Qu’en est-il de l’exil que vous évoquiez dans le film pour vous et votre famille ?HM) La volonté de rester existe et j’aimerai continuer à vivre en Colombie. Maintenant, chaque jour arrive avec son problème et donc on vit au jour le jour. Pour l’heure, moi et ma famille nous restons vivre en Colombie et si un jour nous devons partir, nous le ferons. Mais à ce moment-là, j’espère que l’on pourra sortir par le haut et ne pas fuir comme des exilés. J’espère si cela que l’on partira si l’on doit partir pour vivre quelque chose de mieux.
Quel peut-être le futur de la Colombie pour vous ? HM) Des millions de colombiens rêvent comme moi à la paix. C’est pour cela que j’appartiens au mouvement « Colombiens pour la paix ». C’est un groupe qui fait pression pour qu’une solution politique soit négociée. Et nous croyons pour l’heure que c’est la seule voie possible et que le moment est venu d’y parvenir.

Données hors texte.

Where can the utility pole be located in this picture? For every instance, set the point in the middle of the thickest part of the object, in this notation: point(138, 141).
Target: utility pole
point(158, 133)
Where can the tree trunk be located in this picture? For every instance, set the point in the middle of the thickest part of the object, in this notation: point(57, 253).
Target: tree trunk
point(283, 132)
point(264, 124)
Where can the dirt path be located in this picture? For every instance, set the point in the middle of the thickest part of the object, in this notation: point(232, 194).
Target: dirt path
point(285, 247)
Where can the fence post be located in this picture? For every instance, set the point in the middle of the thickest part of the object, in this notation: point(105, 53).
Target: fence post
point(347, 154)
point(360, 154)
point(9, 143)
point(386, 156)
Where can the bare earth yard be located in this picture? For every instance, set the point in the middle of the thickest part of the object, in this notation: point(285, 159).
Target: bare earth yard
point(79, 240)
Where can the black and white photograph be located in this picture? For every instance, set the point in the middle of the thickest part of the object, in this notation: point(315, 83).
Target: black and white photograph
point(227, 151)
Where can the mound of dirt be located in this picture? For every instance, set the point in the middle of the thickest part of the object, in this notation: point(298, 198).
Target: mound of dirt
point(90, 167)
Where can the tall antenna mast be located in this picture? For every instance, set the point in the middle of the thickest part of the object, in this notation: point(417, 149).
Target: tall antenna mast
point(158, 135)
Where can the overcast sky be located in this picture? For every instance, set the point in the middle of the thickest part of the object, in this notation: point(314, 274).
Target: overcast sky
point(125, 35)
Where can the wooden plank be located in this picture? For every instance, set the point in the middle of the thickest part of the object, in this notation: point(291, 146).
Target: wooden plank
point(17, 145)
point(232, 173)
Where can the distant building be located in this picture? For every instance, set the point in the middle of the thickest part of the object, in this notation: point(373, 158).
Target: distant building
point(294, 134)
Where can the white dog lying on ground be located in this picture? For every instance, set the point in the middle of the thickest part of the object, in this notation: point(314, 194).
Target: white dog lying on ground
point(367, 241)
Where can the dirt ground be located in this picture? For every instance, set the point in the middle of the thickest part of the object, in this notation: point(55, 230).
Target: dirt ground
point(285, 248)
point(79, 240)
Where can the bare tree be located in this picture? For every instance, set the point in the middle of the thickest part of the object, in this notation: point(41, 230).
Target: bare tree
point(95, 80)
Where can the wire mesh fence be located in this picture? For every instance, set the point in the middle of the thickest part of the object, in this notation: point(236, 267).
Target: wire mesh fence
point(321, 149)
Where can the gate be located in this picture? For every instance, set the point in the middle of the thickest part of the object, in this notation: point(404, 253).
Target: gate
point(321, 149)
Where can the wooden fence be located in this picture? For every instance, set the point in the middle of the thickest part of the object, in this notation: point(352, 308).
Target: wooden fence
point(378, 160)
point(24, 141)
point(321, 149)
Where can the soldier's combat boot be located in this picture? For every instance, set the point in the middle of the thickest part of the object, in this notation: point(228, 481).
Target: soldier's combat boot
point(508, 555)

JJL) Je suis plutôt sceptique. Je pense que le principal problème du pays, c’est l’impunité qui y règne. De nombreux crimes restent impunis et l’on s’est habitué à faire soi-même justice. Or, depuis plusieurs décennies, on augmente d’un cran le niveau de violence par des vengeances successives. Actuellement, on est dans un moment charnière et on a une véritable opportunité. Ainsi, je pense que si l’on ne trouve pas une issue favorable à la solution à laquelle nous travaillons, je pense que dans dix ans, ce sera pire. On montera alors encore d’un cran.